I understand benefits of dependency injection itself. Let\'s take Spring for instance. I also understand benefits of other Spring featureslike AOP, helpers of different kind
Dependency injection is a coding style that has its roots in the observation that object delegation is usually a more useful design pattern than object inheritance (i.e., the object has-a relationship is more useful than the object is-a relationship). One other ingredient is necessary however for DI to work, that of creating object interfaces. Combining these two powerful design patterns software engineers quickly realized that they could create flexible loosely coupled code and thus the concept of Dependency Injection was born. However it wasn't until object reflection became available in certain high level languages that DI really took off. The reflection component is core to most of today's DI systems today because the really cool aspects of DI require the ability to programmatically select objects and configure and inject them into other objects using a system external and independent to the objects themselves.
A language must provide good support for both normal Object Oriented programming techniques as well as support for object interfaces and object reflection (for example Java and C#). While you can build programs using DI patterns in C++ systems its lack of reflection support within the language proper prevents it from supporting application servers and other DI platforms and hence limits the expressiveness of the DI patterns.
Strengths of a system built using DI patterns:
Definitely DI code seems more cumbersome, the disadvantages of having all of those XML files that configure objects to be injected into other objects appears difficult. This is, however, the point of DI systems. Your ability to mix and match code objects as a series of configuration settings allows you to build complex systems using 3rd party code with minimal coding on your part.
The example provided in the question merely touches on the surface of the expressive power that a properly factored DI object library can provide. With some practice and a lot of self discipline most DI practitioners find that they can build systems that have 100% test coverage of application code. This one point alone is extraordinary. This is not 100% test coverage of a small application of a few hundred lines of code, but 100% test coverage of applications comprising hundreds of thousands of lines of code. I am at a loss of being able to describe any other design pattern that provides this level of testability.

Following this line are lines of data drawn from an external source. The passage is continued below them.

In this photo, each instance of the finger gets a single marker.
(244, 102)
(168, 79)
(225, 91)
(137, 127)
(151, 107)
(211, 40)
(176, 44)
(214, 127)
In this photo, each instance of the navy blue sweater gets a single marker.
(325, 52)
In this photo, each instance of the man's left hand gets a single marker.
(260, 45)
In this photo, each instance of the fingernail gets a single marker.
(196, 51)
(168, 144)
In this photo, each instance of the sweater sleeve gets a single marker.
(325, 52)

You are correct in that an application of a mere 10s of lines of code is easier to understand than several objects plus a series of XML configuration files. However as with most powerful design patterns, the gains are found as you continue to add new features to the system.
In short, large scale DI based applications are both easier to debug and easier to understand. While the Xml configuration is not 'compile time checked' all application services that this author is aware of will provide the developer with error messages if they attempt to inject an object having an incompatible interface into another object. And most provide a 'check' feature that covers all known objects configurations. This is easily and quickly done by checking that the to-be-injected object A implements the interface required by object B for all configured object injections.